Une histoire démente qui a commencé avec le génocide des peuples indigènes

De nombreuses questions ont été soulevées par le coup d'État manqué du 8 janvier à Brasilia. Consternés, nous nous demandons comment nous avons pu atteindre un niveau de barbarie tel qu'il détruise les symboles du gouvernement d'une nation : les trois pouvoirs, l'exécutif, le législatif et le judiciaire ? Cela n'arrive pas par hasard. C'est une conséquence de facteurs historiques et sociaux antérieurs qui se sont matérialisés dans le vandalisme des trois palais.

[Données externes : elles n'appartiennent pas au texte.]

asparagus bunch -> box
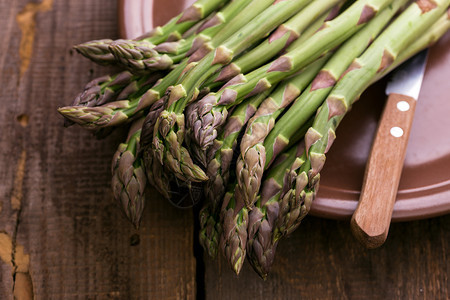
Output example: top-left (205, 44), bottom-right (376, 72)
top-left (59, 0), bottom-right (450, 278)
top-left (58, 0), bottom-right (273, 129)
top-left (74, 0), bottom-right (228, 68)
top-left (111, 118), bottom-right (147, 227)
top-left (237, 0), bottom-right (407, 207)
top-left (199, 89), bottom-right (271, 258)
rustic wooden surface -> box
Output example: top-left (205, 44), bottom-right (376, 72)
top-left (0, 0), bottom-right (450, 299)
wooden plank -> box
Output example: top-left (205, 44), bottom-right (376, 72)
top-left (205, 215), bottom-right (450, 299)
top-left (0, 0), bottom-right (196, 299)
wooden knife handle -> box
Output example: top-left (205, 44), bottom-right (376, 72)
top-left (351, 94), bottom-right (416, 248)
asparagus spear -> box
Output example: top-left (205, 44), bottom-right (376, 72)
top-left (247, 143), bottom-right (297, 279)
top-left (236, 55), bottom-right (329, 209)
top-left (58, 61), bottom-right (187, 129)
top-left (111, 118), bottom-right (147, 228)
top-left (154, 0), bottom-right (312, 181)
top-left (263, 0), bottom-right (407, 173)
top-left (189, 0), bottom-right (391, 152)
top-left (280, 0), bottom-right (450, 234)
top-left (216, 0), bottom-right (343, 81)
top-left (199, 90), bottom-right (271, 257)
top-left (58, 0), bottom-right (274, 129)
top-left (110, 0), bottom-right (255, 72)
top-left (140, 99), bottom-right (174, 199)
top-left (74, 0), bottom-right (228, 64)
top-left (220, 190), bottom-right (248, 274)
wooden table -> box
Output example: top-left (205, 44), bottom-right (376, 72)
top-left (0, 0), bottom-right (450, 299)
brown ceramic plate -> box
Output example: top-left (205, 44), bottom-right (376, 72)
top-left (119, 0), bottom-right (450, 221)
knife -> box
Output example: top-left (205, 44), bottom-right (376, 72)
top-left (351, 50), bottom-right (428, 248)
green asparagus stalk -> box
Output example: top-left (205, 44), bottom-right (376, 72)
top-left (273, 5), bottom-right (450, 243)
top-left (199, 90), bottom-right (271, 257)
top-left (263, 0), bottom-right (407, 169)
top-left (186, 0), bottom-right (391, 152)
top-left (58, 0), bottom-right (274, 129)
top-left (280, 0), bottom-right (450, 239)
top-left (74, 0), bottom-right (228, 64)
top-left (216, 0), bottom-right (343, 81)
top-left (58, 61), bottom-right (188, 129)
top-left (111, 118), bottom-right (147, 228)
top-left (110, 0), bottom-right (255, 72)
top-left (247, 143), bottom-right (298, 279)
top-left (236, 55), bottom-right (330, 209)
top-left (199, 6), bottom-right (338, 94)
top-left (220, 190), bottom-right (248, 274)
top-left (154, 0), bottom-right (312, 181)
top-left (140, 99), bottom-right (174, 199)
top-left (220, 116), bottom-right (310, 274)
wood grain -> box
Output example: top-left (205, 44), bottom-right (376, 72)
top-left (205, 216), bottom-right (450, 300)
top-left (0, 0), bottom-right (196, 299)
top-left (0, 0), bottom-right (450, 299)
top-left (351, 93), bottom-right (416, 248)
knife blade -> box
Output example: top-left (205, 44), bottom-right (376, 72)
top-left (351, 50), bottom-right (428, 248)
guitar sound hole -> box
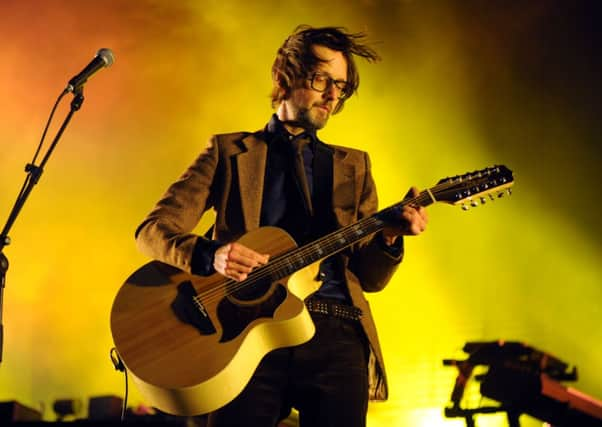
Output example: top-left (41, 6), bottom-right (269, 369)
top-left (231, 279), bottom-right (272, 302)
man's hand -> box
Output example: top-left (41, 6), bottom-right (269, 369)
top-left (213, 242), bottom-right (269, 282)
top-left (383, 187), bottom-right (428, 246)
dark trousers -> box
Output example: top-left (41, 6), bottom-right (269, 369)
top-left (209, 313), bottom-right (368, 427)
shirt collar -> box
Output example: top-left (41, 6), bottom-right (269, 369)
top-left (265, 114), bottom-right (320, 146)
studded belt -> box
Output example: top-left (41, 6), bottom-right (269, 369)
top-left (305, 298), bottom-right (362, 320)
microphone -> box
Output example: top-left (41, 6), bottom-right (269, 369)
top-left (65, 48), bottom-right (114, 92)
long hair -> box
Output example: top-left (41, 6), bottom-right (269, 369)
top-left (272, 25), bottom-right (380, 114)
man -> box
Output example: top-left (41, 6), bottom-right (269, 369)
top-left (136, 26), bottom-right (427, 427)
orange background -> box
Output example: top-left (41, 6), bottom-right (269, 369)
top-left (0, 0), bottom-right (602, 427)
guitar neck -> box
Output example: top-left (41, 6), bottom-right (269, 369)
top-left (246, 165), bottom-right (514, 281)
top-left (269, 190), bottom-right (435, 280)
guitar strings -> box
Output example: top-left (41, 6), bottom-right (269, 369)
top-left (193, 192), bottom-right (435, 303)
top-left (193, 178), bottom-right (492, 303)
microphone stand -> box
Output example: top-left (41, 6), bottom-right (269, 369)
top-left (0, 85), bottom-right (84, 362)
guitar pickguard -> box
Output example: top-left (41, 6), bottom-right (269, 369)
top-left (171, 280), bottom-right (216, 335)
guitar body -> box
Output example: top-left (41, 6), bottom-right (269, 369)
top-left (111, 165), bottom-right (514, 415)
top-left (111, 227), bottom-right (320, 415)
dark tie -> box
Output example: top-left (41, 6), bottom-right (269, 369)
top-left (293, 137), bottom-right (313, 216)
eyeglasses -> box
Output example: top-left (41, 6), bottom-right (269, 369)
top-left (307, 73), bottom-right (349, 99)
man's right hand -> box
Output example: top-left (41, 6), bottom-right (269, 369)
top-left (213, 242), bottom-right (270, 282)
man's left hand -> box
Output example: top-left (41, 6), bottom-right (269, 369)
top-left (383, 187), bottom-right (428, 246)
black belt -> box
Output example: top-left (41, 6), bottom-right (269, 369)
top-left (305, 298), bottom-right (362, 320)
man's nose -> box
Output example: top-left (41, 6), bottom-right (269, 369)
top-left (324, 82), bottom-right (341, 100)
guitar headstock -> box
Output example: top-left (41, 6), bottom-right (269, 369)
top-left (431, 165), bottom-right (514, 210)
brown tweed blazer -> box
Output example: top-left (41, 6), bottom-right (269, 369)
top-left (136, 132), bottom-right (402, 400)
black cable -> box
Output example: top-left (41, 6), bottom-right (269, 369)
top-left (109, 347), bottom-right (129, 422)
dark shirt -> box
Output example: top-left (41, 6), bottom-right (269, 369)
top-left (192, 114), bottom-right (402, 303)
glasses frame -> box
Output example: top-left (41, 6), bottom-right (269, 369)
top-left (307, 72), bottom-right (349, 99)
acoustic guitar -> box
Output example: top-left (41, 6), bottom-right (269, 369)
top-left (111, 166), bottom-right (514, 415)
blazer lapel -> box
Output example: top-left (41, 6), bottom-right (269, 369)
top-left (332, 147), bottom-right (359, 225)
top-left (236, 135), bottom-right (267, 231)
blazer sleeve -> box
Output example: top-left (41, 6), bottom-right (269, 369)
top-left (135, 137), bottom-right (220, 274)
top-left (342, 153), bottom-right (403, 292)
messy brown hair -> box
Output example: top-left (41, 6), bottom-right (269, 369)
top-left (272, 25), bottom-right (380, 113)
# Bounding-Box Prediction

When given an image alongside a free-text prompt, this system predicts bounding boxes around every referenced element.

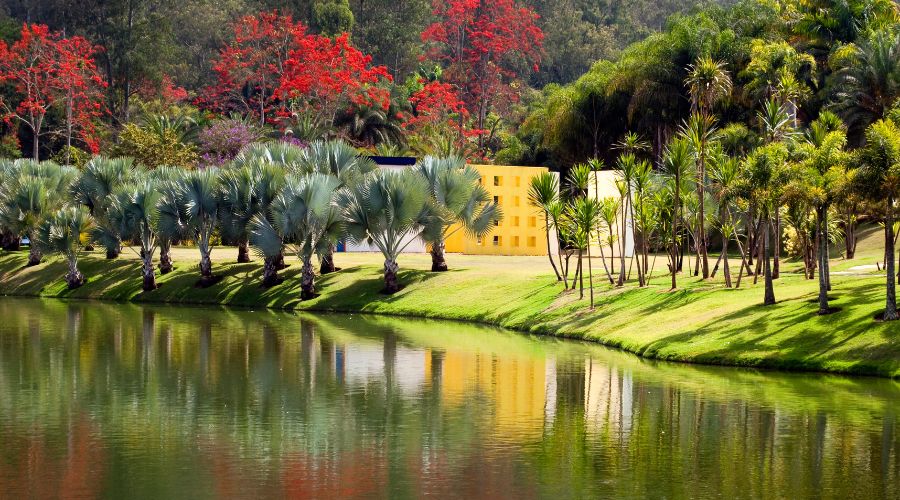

Philosophiquement, on peut dire que la dimension de démence (démence, excès, absence de la bonne mesure) étouffait l'autre dimension de sapiens (de rationalité, d'équilibre) qui l'accompagne toujours, car telle est la condition humaine. Il s'avère que le démence a prévalu sur la sapiens et inondé la conscience de nombreux groupes humains.

Ce fait montre le côté pervers de la cordialité décrite par Sérgio Buarque de Holanda lorsqu'il Racines du Brésil (1936) parle du Brésilien comme d'un homme cordial. La plupart des analystes oublient la note de bas de page que l'auteur fait lorsqu'il explique que la cordialité vient du cœur. Dans ce cœur il y a la bonté, la bonne volonté, l'hospitalité. Mais il y a aussi la haine, le mal et la violence. Les deux ont leur quartier général dans le cœur des Brésiliens.

Le peuple brésilien a fait preuve de cordialité dans ces deux dimensions, la lumineuse et l'obscure. A Brasilia est descendu l'esprit de pure démence, sans aucune trace de rationalité, détruisant les organes qui représentent la démocratie et la République.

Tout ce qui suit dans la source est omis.